Expectation vs. reality: Expanding your business abroad

International expansion is a highly prized goal for many businesses. Whether it's to access vast new consumer markets or significantly cheaper manufacturing, companies that want to keep growing must ultimately think globally.
Richard Neal, director of Sovereign Trust South Africa
Richard Neal, director of Sovereign Trust South Africa

According to Richard Neal, director of Sovereign Trust South Africa, “There are, however, a number of errors that are commonly committed by business owners and decision-makers when seeking to enter foreign markets. And they should all be addressed before setting up a company.

The following outlines five common mistakes that businesses seeking to take advantage of international markets often make:

  1. Expecting the foreign market to be the same as the domestic market
  2. Businesses often assume that success in their home country can easily be replicated abroad.

    “Any business that is looking to expand overseas would be expected to undertake a thorough study of market and trade conditions, trends, competition and costs, but cultural differences should also be considered. In this context, businesses need to examine variances such as:

    • Quality standards/controls in manufacturing and processing;
    • Attitudes to work and commitment to business objectives, including average working hours, working conditions and meeting time frames;
    • Employee/employer relations;
    • Approach to occupational health and safety standards;
    • Communication and language issues;
    • Business etiquette; and
    • Prevalence of corrupt practices.

  3. Failure to understand the legal/regulatory environment
  4. How does the legal system work both in principle (common law or civil law systems) and in practice (delays, appeal processes, alternative dispute resolution (ADR) options and expense)? Is there adequate legal recourse to protect commercial activities?

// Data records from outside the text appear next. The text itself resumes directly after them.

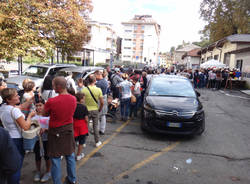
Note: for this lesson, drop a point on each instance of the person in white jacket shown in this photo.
(70, 81)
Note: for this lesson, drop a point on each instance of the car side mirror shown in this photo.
(197, 93)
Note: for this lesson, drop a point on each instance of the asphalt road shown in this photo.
(128, 156)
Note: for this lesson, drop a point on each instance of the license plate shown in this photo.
(175, 125)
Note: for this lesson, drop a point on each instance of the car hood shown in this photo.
(18, 80)
(166, 103)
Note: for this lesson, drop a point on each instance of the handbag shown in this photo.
(133, 99)
(92, 95)
(29, 136)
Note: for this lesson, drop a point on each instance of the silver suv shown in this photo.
(36, 73)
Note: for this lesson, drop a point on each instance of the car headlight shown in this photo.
(148, 111)
(199, 115)
(148, 107)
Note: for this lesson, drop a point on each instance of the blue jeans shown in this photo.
(15, 178)
(125, 104)
(56, 172)
(135, 106)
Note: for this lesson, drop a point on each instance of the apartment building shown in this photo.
(101, 46)
(141, 38)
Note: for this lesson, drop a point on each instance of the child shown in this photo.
(44, 123)
(29, 89)
(80, 85)
(80, 124)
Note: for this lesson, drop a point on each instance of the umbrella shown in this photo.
(213, 64)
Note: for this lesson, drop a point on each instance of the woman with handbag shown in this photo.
(13, 121)
(137, 95)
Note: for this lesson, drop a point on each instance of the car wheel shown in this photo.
(143, 127)
(142, 122)
(202, 128)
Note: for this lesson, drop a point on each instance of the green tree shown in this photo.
(38, 27)
(225, 17)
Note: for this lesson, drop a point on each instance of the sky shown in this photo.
(179, 19)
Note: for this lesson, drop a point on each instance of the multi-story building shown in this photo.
(102, 44)
(141, 38)
(178, 59)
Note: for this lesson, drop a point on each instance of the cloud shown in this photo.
(179, 19)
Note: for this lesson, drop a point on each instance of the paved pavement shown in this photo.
(128, 155)
(246, 92)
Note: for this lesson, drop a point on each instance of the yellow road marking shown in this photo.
(144, 162)
(86, 158)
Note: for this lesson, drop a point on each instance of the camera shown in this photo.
(36, 95)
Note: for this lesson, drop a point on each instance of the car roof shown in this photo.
(170, 77)
(54, 65)
(81, 69)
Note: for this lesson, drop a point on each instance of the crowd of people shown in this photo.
(67, 109)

    “Attention to regulatory detail is essential. Often companies will set up a company, whether onshore or offshore, in a foreign country and then realise that regulations prevent them from conducting their business in that country in the manner intended. In China, for example, you have to stipulate the precise type of business that you intend to conduct upon establishing the entity,” says Neal.

    “Any error or omission could lead to the company being prevented from trading.”

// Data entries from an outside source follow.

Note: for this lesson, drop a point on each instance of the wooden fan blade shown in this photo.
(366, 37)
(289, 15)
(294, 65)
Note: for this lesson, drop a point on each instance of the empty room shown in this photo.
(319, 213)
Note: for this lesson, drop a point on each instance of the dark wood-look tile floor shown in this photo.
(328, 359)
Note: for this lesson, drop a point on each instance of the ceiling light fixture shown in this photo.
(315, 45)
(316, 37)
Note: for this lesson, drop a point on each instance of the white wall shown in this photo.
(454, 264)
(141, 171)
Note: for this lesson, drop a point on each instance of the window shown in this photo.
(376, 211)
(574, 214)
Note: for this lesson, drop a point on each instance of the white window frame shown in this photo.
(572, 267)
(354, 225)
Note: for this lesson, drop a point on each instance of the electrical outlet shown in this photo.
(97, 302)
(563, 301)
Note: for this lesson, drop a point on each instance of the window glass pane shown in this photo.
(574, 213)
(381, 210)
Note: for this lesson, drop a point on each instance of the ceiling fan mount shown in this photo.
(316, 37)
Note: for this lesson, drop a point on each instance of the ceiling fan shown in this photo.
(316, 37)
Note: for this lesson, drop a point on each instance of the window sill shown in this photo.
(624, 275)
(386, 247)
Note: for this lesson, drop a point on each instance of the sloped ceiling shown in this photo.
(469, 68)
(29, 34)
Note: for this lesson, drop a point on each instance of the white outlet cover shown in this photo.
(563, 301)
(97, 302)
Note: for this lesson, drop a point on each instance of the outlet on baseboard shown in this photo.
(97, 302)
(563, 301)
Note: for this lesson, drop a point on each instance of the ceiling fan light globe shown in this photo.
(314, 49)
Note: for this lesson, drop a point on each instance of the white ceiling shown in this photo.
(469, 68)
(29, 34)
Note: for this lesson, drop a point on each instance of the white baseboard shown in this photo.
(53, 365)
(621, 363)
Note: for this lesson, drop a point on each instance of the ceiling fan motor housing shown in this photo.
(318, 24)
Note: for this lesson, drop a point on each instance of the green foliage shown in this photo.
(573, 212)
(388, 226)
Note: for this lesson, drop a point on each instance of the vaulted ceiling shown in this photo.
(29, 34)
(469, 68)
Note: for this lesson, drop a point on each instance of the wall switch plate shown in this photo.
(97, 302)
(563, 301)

    Similar rules apply in the UAE. It’s also important to note the time that it takes to set up a company and to start the process well in advance of when you intend to commence operations.

  5. Failure to obtain adequate tax advice
  6. “At Sovereign Trust, we believe that obtaining comprehensive tax advice prior to setting up a company, whether onshore or offshore, in a foreign market should be an essential part of any business strategy,” says Neal.

    Once a structure is established, it can be difficult and expensive to alter. A common mistake is to focus on the tax payable in the new country while not fully understanding the tax implications it could have in the home country.

    Controlled Foreign Company (CFC) rules, for example, could result in a shareholder paying personal income tax on the undistributed profits of a foreign company. The OECD has proposed to strengthen CFC regimes around the world as part of a broader initiative to combat base erosion and profit shifting (BEPS). Some countries, notably the UK and Australia, have already begun to legislate against BEPS.

  7. Beware of joint ventures
  8. It can be a very appealing proposition to enter a joint venture(JV) with a local company in order to leverage local knowledge and market exposure.

    “However, it is very dangerous to assume that the law in the JV partner’s country requires them to honour the contracts and agreements that you enter,” adds Neal.

    Legal advice in both jurisdictions is crucial to ensure that the JV partner won’t simply take your money or “borrow” your ideas. It does happen.

    Some JVs could also carry a “political risk”. In Zimbabwe, for example, many foreign-owned investments have been taken over by state-driven indigenisation programmes. Broader political risks such as civil unrest, unstable national governments and environmental opposition may also need to be considered.

  9. Trying to do it all yourself
  10. Companies expanding overseas will have to comply with rules in respect of tax, employment, administration or immigration (to name but a few) that may differ substantially from those prevailing in their home country. It is extremely difficult, both for small and large business, to comply with all these new rules using internal resources.

    It is crucial to have recourse to professional advice and assistance in meeting the many challenges presented by overseas expansion. An outsourcing strategy liberates the business and allows it to focus solely on its commercial objectives.